The legal opinion from such a high-ranking judge is a huge setback for companies operating in the Golan Heights, East Jerusalem and the West Bank, which had sought to sell their products in Europe as “Made in Israel”.

Advocate-General Gerrard Hogan opinion sided with the French Finance Ministry over lawyers for the Organisation Juive Européenne and Vignoble Psagot Ltd, a company specialising in vineyards located in territories occupied by Israel.

The labelling case concerns the interpretation of Regulation (EU) No 1169/2011 of the European Parliament and of the Council of 25 October 2011 on the provision of food information to consumers.

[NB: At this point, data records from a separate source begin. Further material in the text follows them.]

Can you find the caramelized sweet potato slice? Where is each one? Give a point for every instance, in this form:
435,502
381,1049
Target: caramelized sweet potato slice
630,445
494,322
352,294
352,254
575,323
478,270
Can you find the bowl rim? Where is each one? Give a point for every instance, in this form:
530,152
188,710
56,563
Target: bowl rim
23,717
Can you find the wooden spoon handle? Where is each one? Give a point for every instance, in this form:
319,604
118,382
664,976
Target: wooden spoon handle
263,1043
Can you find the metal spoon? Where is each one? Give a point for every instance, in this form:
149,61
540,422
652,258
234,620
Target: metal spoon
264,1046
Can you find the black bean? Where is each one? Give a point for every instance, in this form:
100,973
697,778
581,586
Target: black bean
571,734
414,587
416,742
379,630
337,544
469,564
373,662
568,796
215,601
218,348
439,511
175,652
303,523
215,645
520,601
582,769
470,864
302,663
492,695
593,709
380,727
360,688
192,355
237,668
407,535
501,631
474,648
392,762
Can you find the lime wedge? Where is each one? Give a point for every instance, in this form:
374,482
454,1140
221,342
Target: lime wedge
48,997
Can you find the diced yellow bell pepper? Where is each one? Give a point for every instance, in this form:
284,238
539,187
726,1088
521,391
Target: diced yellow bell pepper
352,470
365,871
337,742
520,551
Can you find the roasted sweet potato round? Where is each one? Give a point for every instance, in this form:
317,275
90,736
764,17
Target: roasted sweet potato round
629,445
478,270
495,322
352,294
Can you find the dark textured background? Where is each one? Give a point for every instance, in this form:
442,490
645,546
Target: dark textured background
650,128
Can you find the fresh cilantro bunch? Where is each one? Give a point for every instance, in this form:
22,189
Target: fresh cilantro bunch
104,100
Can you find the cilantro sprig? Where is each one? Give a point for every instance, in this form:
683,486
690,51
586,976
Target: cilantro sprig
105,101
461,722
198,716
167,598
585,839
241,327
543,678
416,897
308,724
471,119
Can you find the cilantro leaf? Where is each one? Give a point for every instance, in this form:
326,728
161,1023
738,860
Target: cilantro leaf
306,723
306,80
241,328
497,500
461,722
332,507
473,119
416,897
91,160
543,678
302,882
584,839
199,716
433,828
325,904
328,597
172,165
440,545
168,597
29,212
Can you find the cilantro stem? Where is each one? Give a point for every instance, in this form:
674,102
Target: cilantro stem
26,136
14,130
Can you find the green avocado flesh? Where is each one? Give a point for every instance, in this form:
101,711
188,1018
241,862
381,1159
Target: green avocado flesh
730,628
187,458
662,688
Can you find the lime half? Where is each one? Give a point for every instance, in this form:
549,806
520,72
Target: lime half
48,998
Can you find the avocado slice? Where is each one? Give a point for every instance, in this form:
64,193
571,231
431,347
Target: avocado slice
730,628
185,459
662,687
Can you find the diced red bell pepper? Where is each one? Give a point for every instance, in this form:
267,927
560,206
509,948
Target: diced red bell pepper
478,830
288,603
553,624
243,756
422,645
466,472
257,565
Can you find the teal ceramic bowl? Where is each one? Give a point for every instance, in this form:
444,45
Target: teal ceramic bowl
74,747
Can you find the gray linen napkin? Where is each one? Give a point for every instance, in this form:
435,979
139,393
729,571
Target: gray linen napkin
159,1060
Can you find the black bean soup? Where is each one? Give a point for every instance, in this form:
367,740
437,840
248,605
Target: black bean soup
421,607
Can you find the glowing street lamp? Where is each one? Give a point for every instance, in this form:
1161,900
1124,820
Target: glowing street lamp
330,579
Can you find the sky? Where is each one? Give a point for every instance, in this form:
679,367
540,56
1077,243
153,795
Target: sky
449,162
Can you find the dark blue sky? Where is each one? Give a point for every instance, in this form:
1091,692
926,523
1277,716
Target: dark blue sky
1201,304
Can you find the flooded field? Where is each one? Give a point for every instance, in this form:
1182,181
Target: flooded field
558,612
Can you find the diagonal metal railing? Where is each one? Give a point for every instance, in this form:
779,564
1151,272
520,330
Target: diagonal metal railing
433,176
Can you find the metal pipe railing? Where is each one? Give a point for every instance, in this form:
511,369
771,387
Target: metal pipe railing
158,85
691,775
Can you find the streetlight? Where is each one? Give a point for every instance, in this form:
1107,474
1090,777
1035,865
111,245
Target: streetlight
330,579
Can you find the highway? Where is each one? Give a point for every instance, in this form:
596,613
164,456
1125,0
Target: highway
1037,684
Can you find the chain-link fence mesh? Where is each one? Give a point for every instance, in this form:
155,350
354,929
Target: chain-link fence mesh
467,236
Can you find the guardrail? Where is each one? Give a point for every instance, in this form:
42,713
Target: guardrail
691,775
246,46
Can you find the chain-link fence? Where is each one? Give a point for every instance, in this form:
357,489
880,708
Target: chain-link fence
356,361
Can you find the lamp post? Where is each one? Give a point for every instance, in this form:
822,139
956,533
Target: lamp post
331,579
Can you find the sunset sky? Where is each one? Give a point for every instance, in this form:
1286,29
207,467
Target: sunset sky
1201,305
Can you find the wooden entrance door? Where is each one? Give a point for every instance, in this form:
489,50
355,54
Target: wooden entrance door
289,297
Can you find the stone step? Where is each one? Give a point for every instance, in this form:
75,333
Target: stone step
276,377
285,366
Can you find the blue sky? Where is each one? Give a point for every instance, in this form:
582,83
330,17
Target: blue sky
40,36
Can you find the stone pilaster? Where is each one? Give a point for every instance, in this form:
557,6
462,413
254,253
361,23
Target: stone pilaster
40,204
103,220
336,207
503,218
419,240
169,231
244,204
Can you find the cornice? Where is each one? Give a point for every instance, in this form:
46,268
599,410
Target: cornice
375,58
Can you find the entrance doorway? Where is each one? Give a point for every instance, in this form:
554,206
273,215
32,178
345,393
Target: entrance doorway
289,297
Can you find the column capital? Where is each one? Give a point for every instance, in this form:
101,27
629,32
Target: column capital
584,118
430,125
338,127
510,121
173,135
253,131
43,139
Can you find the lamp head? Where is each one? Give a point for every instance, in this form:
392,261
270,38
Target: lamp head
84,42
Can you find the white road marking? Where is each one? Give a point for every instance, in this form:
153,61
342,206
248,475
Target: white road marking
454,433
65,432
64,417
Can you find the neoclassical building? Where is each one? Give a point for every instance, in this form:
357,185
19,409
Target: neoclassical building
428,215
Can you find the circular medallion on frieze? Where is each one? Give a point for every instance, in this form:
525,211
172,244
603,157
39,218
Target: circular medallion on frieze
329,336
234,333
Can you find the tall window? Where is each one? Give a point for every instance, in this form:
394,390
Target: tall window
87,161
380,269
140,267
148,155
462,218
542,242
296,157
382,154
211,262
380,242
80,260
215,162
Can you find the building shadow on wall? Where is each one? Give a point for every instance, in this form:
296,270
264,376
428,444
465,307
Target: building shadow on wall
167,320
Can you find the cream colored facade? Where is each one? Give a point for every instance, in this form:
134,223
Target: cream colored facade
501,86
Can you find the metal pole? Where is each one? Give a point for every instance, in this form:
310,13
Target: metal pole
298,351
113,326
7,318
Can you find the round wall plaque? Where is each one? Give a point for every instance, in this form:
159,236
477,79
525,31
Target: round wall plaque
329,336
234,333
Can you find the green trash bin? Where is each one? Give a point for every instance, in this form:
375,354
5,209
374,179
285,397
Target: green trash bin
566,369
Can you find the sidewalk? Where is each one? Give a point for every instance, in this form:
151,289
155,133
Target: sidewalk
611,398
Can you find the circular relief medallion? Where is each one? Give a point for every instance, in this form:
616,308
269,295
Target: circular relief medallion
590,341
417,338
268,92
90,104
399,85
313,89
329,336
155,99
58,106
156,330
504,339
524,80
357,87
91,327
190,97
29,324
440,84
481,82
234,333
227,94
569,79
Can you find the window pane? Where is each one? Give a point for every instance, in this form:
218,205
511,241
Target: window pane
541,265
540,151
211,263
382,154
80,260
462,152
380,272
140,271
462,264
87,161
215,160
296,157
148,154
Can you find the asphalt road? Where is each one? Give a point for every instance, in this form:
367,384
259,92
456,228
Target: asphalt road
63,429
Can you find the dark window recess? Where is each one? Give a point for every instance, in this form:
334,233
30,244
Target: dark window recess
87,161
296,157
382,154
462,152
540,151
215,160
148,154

Hogan said EU states were required to label settlement produce as coming from occupied land because not doing so “might mislead the consumer as to the true country of origin or place of provenance of the food”.

The role of an advocate-general’s Opinion is to advise the CJEU, whose own role is to ensure EU law is interpreted and applied in every EU country, and it was noteworthy that the claimants’ lawyers tried to rely on a UK Supreme Court decision from 2014.

This case (Richardson v DPP) concerned a protest at an Israeli cosmetics store in London selling Dead Sea mineral products as ‘Made in Israel,’ when in fact they were made in a settlement in the West Bank.

The Supreme Court was asked whether the Israeli store had engaged “in a commercial practice which is a misleading action” by its labelling, and therefore fallen foul of the Unfair Commercial Practices Directive.

The justices ended up agreeing with a district court judge, who had said no laws were broken because the number of consumers who would care whether the Dead Sea mineral products were from Israel or the West Bank was too small.

“Whether or not the information given is false… I consider that the number of people whose decision whether or not to buy a supposedly Israeli product would be influenced by knowledge of its true provenance would fall far below the number required for them to be considered as the ‘average consumer’,” said the judge.

Hogan was unimpressed, however. In his judgement, “some reasonably well informed, and reasonably observant and circumspect consumers may regard [Israel’s illegal occupation of land] as an ethical consideration that influences their consumer preferences and in respect of which they may require further information”.